L’Arabie saoudite et ses partenaires cherchent à relancer le processus de paix israélo-palestinien

  • Des représentants de près de soixante-dix pays et organisations internationales ont participé à la réunion, ainsi qu’une cinquantaine d’intervenants en provenance de différents pays
  • Cette volonté nouvelle est basée sur la nécessité urgente de préserver la solution à deux États garantissant un État palestinien viable, souverain, indépendant et contigu

RIYAD: L’Arabie saoudite, l’Union européenne (UE), l’Égypte et la Jordanie ont publié une déclaration visant à relancer le processus de paix israélo-palestinien, rapporte aujourd’hui l’agence de presse saoudienne (SPA).
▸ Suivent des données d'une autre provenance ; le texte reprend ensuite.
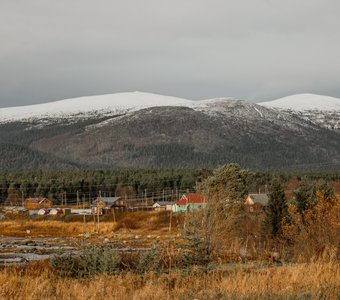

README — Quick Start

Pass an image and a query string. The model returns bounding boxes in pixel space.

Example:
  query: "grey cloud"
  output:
[0,0,340,106]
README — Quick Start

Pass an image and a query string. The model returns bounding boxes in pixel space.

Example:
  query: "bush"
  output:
[50,246,121,278]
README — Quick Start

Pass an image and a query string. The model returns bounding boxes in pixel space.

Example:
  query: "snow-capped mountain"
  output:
[258,94,340,130]
[0,92,193,122]
[259,94,340,111]
[0,92,340,171]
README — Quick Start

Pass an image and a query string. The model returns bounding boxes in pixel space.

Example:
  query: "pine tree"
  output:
[266,178,287,237]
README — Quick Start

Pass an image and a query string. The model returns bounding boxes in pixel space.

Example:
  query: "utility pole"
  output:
[83,194,86,236]
[97,191,102,234]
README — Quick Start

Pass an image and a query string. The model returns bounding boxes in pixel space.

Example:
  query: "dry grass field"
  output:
[0,261,340,300]
[0,211,182,237]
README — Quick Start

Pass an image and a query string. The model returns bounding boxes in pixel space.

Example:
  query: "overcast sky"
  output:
[0,0,340,107]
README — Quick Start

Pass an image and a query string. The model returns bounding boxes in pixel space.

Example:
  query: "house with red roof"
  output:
[172,193,206,212]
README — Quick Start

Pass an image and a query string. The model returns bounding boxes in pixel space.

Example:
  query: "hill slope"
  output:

Le ministre saoudien des Affaires étrangères, le prince Faisal ben Farhane, a coprésidé une réunion à laquelle participaient également Ahmed Aboul Gheit, secrétaire général de la Ligue arabe; Josep Borrell, haut représentant de l’UE pour les affaires étrangères et la politique de sécurité; Ayman Safadi, vice-Premier ministre et ministre des Affaires étrangères de Jordanie et Sameh Choukri, ministre égyptien des Affaires étrangères.

Des représentants de près de soixante-dix pays et organisations internationales ont participé à la réunion, ainsi qu’une cinquantaine d’intervenants en provenance de différents pays.

Cette réunion visait à établir un programme de soutien à la paix qui «maximisera les dividendes de la paix pour les Palestiniens et les Israéliens une fois qu’ils parviendront à un accord de paix», peut-on lire sur le rapport.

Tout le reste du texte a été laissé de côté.